Nevertheless, I should be more careful about credit. It’s important to remember that “Claude Duhr’s paper” is also “Johannes Broedel’s paper” and “Falko Dulat’s paper”, “Brenda Penante’s paper” and “Lorenzo Tancredi’s paper”. It gives me more of an appreciation of where it comes from, so I can get back to having fun applying it.

A Paper About Ranking Papers

If you’ve ever heard someone list problems in academia, citation-counting is usually near the top. Hiring and tenure committees want easy numbers to judge applicants with: number of papers, number of citations, or related statistics like the h-index. Unfortunately, these metrics can be gamed, leading to a host of bad practices that get blamed for pretty much everything that goes wrong in science. In physics, it’s not even clear that these statistics tell us anything: papers in our field have been including more citations over time, and for thousand-person experimental collaborations the number of citations and papers don’t really reflect any one person’s contribution.
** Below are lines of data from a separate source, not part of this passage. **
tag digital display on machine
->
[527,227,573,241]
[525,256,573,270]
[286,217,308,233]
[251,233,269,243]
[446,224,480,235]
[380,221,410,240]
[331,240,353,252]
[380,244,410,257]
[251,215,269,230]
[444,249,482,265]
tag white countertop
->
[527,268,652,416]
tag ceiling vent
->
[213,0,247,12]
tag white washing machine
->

It’s pretty easy to find people complaining about this. It’s much rarer to find a proposed solution.

That’s why I quite enjoyed Alessandro Strumia and Riccardo Torre’s paper last week, on Biblioranking fundamental physics.

Some of their suggestions are quite straightforward. With the number of citations per paper increasing, it makes sense to divide each paper by the number of citations it contains: it means more to get cited by a paper with ten citations than by a paper with one hundred. Similarly, you could divide credit for a paper among its authors, rather than giving each author full credit.
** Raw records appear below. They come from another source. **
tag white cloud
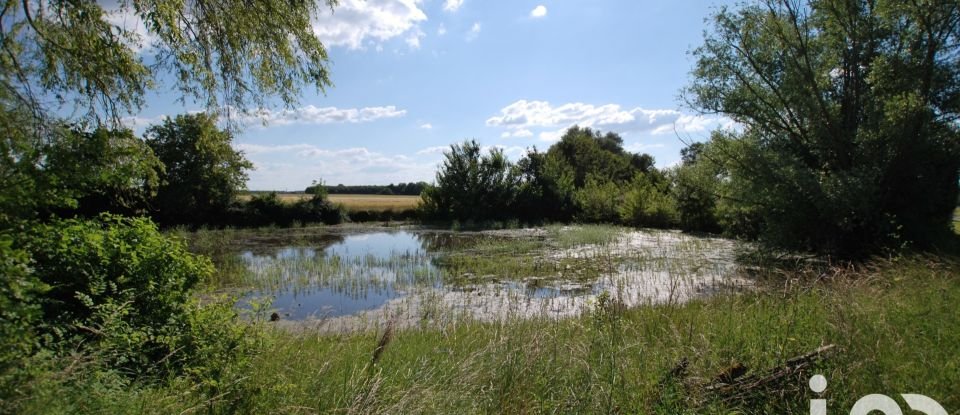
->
[487,100,729,141]
[406,27,427,49]
[623,143,667,153]
[120,115,166,131]
[234,143,315,155]
[467,22,483,42]
[244,105,407,125]
[104,4,157,52]
[313,0,427,49]
[500,128,533,138]
[530,4,547,19]
[443,0,464,13]
[417,146,450,155]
Some are more elaborate. They suggest using a variant of Google’s PageRank algorithm to rank papers and authors. Essentially, the algorithm imagines someone wandering from paper to paper and tries to figure out which papers are more central to the network. This is apparently an old idea, but by combining it with their normalization by number of citations they eke a bit more mileage from it. (I also found their treatment a bit clearer than the older papers they cite. There are a few more elaborate setups in the literature as well, but they seem to have a lot of free parameters so Strumia and Torre’s setup looks preferable on that front.)
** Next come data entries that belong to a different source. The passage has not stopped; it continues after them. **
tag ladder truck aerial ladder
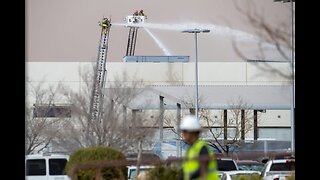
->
[90,17,111,122]
[125,10,147,56]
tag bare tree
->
[61,65,156,152]
[233,1,295,80]
[25,81,69,154]
[164,97,254,155]
[200,98,253,155]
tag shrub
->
[66,147,127,180]
[147,166,180,180]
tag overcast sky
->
[26,0,291,62]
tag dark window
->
[26,159,46,176]
[49,159,67,175]
[270,161,295,171]
[33,105,71,118]
[217,160,237,171]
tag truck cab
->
[125,15,146,25]
[25,154,71,180]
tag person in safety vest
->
[180,115,219,180]
[99,18,110,34]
One final problem they consider is that of self-citations, and citation cliques. In principle, you could boost your citation count by citing yourself. While that’s easy to correct for, you could also be one of a small number of authors who cite each other a lot. To keep the system from being gamed in this way, they propose a notion of a “CitationCoin” that counts (normalized) citations received minus (normalized) citations given. The idea is that, just as you can’t make anyone richer just by passing money between your friends without doing anything with it, so a small community can’t earn “CitationCoins” without getting the wider field interested.

There are still likely problems with these ideas. Dividing each paper by its number of authors seems like overkill: a thousand-person paper is not typically going to get a thousand times as many citations. I also don’t know whether there are ways to game this system: since the metrics are based in part on citations given, not just citations received, I worry there are situations where it would be to someone’s advantage to cite others less. I think they manage to avoid this by normalizing by number of citations given, and they emphasize that PageRank itself is estimating something we directly care about: how often people read a paper. Still, it would be good to see more rigorous work probing the system for weaknesses.

In addition to the proposed metrics, Strumia and Torre’s paper is full of interesting statistics about the arXiv and InSpire databases, both using more traditional metrics and their new ones. Whether or not the methods they propose work out, the paper is definitely worth a look.